Never really considered myself the bloggin' type...but figured what the hey. Along with all my other spontaneous off the wall ideas, this could self-destruct in a week or two...but at least I can say I tried.
Without further ado...let me introduce myself. I'm a 20 something year old mother/wife/student trying to discover how I fit into this crazy chaotic mess of life. Okay, I admit...mess may be a wee bit overly-dramatic. From here on out we shall refer to it as "my quest to find myself in this journey of life".
Pause for a photo op:
I'm suffering from the worlds worse case of career ADHD. I have the attention span of a two year old...more specific MY two year old, when it comes to deciding what exactly it is I want to do with my life. What do I want to be when I grow up. I will most likely be pondering this very question on my 50th birthday. I've considered everything from:
Extreme Storm Chaser
Emergency Room Physician
The list goes on and on.
Until I get this all sorted out I've decided to hone in on my skills of titles I've already achieved...like Mother and Wife. Never during my rebelious years in the Army (oh yeah I did the whole Army thing for 6 years) did I ever imagine I would be chasing a *rugrat around, perfecting the art of being a stay at home mom.
I was an untamed soul who needed, desperately needed, to be independant and free to do as I pleased. I'm still in an adjustment period, with my daughter's 2nd birthday fast approaching in October. Although there are times when I want to close the oven door on my head, I am loving every minute of this stay at home lifestyle. Not too many women have the opportunity and privilege to stay at home and watch their children grow.
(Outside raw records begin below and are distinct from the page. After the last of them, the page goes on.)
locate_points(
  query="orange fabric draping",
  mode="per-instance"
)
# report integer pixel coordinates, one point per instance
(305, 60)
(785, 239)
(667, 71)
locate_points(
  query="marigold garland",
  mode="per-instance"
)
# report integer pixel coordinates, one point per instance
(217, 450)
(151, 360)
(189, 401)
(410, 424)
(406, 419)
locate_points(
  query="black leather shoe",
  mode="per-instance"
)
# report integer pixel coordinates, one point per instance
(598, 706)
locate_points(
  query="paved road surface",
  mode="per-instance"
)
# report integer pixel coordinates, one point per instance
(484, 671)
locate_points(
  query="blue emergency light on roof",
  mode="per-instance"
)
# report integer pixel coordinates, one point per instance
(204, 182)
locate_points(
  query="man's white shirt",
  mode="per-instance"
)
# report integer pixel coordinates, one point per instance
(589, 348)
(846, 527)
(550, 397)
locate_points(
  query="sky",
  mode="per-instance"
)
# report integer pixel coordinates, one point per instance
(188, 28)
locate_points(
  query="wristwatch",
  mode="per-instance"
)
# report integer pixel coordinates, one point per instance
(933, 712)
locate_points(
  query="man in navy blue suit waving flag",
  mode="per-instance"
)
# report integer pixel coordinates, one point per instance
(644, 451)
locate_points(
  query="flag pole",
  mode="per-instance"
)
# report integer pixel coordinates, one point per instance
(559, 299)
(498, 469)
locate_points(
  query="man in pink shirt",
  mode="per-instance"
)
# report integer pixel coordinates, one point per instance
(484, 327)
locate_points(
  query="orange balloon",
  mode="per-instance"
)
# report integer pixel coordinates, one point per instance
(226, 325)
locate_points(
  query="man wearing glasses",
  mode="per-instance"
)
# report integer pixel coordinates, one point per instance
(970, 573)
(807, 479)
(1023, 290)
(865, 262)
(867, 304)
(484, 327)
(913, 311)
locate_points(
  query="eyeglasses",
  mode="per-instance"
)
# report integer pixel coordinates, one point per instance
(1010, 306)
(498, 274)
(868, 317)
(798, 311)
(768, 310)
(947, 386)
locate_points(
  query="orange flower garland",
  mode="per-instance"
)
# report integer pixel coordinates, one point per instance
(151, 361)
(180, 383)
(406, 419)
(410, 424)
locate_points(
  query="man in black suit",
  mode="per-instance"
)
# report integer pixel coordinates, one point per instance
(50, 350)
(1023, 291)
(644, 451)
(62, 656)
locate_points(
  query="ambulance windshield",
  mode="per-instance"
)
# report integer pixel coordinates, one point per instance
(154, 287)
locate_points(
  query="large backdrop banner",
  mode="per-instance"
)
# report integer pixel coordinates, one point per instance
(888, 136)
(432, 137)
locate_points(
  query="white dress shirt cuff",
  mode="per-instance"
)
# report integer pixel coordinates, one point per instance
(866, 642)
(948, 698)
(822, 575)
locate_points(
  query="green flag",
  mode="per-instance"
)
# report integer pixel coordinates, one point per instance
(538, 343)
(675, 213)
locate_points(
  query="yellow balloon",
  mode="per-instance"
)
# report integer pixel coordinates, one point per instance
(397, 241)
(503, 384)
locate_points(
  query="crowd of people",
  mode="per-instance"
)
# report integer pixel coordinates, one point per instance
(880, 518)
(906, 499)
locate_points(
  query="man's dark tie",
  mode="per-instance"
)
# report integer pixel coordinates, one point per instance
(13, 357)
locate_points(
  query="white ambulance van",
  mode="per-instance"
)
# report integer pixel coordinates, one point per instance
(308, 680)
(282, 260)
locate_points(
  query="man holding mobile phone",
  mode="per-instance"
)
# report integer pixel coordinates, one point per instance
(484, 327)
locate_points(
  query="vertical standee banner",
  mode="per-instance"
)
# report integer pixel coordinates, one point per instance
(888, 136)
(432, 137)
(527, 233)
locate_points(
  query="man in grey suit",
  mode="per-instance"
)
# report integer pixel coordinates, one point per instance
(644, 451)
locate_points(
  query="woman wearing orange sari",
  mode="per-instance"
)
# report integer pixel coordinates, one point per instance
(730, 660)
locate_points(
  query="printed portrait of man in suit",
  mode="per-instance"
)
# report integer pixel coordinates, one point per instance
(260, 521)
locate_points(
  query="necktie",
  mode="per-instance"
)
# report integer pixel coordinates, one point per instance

But. And their's always a but. I'm soon to lose my SAHM status, and upgrade to (or downgrade) to full-time nursing student, who entertains her rugrat and plays housewife in her spare time. I've been piddling with college for the last 3 years, and have 100 credit hours...and nothing to show for it. Except for a pretty snazzy GPA. (pat on back) I've changed degree plans more times than I can count. It's time I got serious.